John Bausher MD PhD Grays Harbor County Health Officer

Anthony L-T Chen, MD MPH Pierce County Health Officer

Frank James MD San Juan County Health Officer

Gib Morrow, MD MPH Kitsap County Health Officer

Allison Berry, MD MPH Clallam County Health Officer

Jeffrey S. Duchin, MD MPH King County Health Officer

Thomas Locke, MD MPH Jefferson County Health Officer

Chris Spitters, MD MPH Snohomish County Health Officer

View the signed statement.

Where does this recommendation apply?

Anyone over the age of 2 is encouraged to mask up if they are entering an indoor space that is open to the public. This includes retail, grocery stores, government buildings, or other businesses or places where members of the public can enter freely. If you are in an indoor space where you cannot be certain those around you are fully vaccinated, we encourage you to mask up. Masks add another layer of protection to what vaccination has already given you. If you’re not vaccinated, it prevents transmission to others.

What does this mean for businesses?

This is not a new or separate mandate for businesses, which must still comply with statewide mask requirements and should be requiring masks for unvaccinated individuals in public indoor spaces. However, we are encouraging businesses to ask all individuals to mask up when entering in order to help protect workers and customers, particularly if they are unable to verify vaccination status of everyone who enters their establishment.

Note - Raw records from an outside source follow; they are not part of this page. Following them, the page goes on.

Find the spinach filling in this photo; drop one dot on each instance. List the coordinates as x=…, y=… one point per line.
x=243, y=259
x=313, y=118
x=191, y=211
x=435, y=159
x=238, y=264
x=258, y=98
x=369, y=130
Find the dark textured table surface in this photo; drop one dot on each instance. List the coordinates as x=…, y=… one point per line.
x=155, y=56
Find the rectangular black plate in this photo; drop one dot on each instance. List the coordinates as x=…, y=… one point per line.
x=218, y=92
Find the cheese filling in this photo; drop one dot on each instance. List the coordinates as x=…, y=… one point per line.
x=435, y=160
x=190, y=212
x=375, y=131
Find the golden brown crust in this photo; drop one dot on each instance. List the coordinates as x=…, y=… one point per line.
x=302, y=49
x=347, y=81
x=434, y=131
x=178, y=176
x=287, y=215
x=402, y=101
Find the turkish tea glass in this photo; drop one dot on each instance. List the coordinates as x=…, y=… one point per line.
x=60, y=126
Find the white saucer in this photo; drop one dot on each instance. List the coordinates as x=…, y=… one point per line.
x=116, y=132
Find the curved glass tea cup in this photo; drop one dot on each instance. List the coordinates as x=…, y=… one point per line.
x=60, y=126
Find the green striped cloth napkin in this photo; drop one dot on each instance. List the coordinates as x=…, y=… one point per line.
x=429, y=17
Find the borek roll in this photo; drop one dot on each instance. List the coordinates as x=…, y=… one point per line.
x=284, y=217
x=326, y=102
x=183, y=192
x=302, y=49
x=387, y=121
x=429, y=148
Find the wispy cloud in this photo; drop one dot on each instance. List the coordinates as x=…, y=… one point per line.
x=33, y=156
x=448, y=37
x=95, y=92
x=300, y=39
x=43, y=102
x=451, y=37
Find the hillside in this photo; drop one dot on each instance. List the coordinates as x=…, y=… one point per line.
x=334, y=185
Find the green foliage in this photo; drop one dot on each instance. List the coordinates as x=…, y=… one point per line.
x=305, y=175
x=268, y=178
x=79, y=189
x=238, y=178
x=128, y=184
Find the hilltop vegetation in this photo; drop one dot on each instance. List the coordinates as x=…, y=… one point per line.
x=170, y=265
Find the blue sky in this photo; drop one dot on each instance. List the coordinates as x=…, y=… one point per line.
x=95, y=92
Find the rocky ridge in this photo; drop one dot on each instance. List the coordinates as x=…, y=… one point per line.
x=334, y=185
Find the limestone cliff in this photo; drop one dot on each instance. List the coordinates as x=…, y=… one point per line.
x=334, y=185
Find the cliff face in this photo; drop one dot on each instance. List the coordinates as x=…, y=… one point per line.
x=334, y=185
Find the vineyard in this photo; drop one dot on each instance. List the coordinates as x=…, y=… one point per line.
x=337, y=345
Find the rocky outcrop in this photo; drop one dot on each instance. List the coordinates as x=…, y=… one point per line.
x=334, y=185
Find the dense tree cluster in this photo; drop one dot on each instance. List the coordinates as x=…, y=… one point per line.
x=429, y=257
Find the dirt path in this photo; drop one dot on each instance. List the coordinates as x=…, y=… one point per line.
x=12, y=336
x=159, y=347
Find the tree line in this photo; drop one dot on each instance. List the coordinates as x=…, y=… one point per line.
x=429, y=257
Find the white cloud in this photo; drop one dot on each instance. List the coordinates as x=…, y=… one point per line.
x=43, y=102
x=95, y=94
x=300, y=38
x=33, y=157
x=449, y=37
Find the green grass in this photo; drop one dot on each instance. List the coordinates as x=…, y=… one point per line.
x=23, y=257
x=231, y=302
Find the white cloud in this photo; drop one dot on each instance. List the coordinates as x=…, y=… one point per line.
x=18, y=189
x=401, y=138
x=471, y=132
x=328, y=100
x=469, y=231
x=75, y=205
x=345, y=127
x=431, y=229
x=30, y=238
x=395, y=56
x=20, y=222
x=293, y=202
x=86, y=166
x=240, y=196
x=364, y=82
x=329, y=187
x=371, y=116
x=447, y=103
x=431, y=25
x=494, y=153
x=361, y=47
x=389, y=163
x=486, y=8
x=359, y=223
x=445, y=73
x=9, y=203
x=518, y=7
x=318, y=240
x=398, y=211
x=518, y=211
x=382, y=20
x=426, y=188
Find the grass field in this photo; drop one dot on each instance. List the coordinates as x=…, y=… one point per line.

Why are local health officers urging masking for all in these settings when DOH/Governor’s Office has not done so?

Local public health officials are responsible for providing their best advice and guidance for their communities on how COVID-19 is transmitted and how to prevent it. Because of the increasing case counts, hospitalizations, and transmission of the Delta variant, the health officers felt it was important to share this recommendation with their communities for reducing transmission of COVID-19.

How will this be enforced?

This is not a mandate. It is a recommendation from the Puget Sound area health officers to keep the community as safe as possible. Resources are available for businesses, such as signage to remind customers and workers to put on their masks before entering, but this recommendation does not issue a requirement that is stricter than anything from the state, and there is no enforcement action related to this recommendation.

If the vaccines are so effective, why do vaccinated people need to mask up?

The vaccines are highly effective, and this recommendation does not challenge that fact. No vaccine is 100 percent effective at preventing illness. Those who are fully vaccinated are less likely to become ill with COVID, and much less likely to become hospitalized or to die if they do become ill. Still, vaccinated people can get COVID. These are called breakthrough cases, and we know a small number are happening here in Washington. So even though you are at least 10 times less likely to get COVID or have a severe illness if you are fully vaccinated, you still can get sick and potentially spread it to others. Well-fitting, multi-layer cloth face masks reduce spread of infectious droplets from a case by up to 70-80%. These same masks also reduce the risk of inhaling infectious droplets from others by up to 50%. In short, mask wearing protects you and protects others. As case rates rise, and as we continue to learn more about the highly transmissible Delta variant, masking is an extra layer of protection that the health officers are encouraging for everyone when indoors in public. Vaccination, mask wearing, good ventilation, and hand hygiene: we need them all to keep bad health and economic consequences of this Delta strain at bay.
Isn’t this confusing? Do people listen to the CDC, DOH, or their local health department?

This is not a mandate that contradicts requirements from CDC or DOH. It is advice to help people stay safe and healthy. There is agreement among CDC, DOH and local public health officials that COVID vaccines and masking have been effective at reducing transmission. While the CDC and DOH are not requiring masks in all indoor public settings for fully vaccinated individuals, it’s been clear that even vaccinated people may still choose to mask up, and that is what we are encouraging them to do. At the same time, this ensures easy verification that all unvaccinated people are masked in those settings, as well.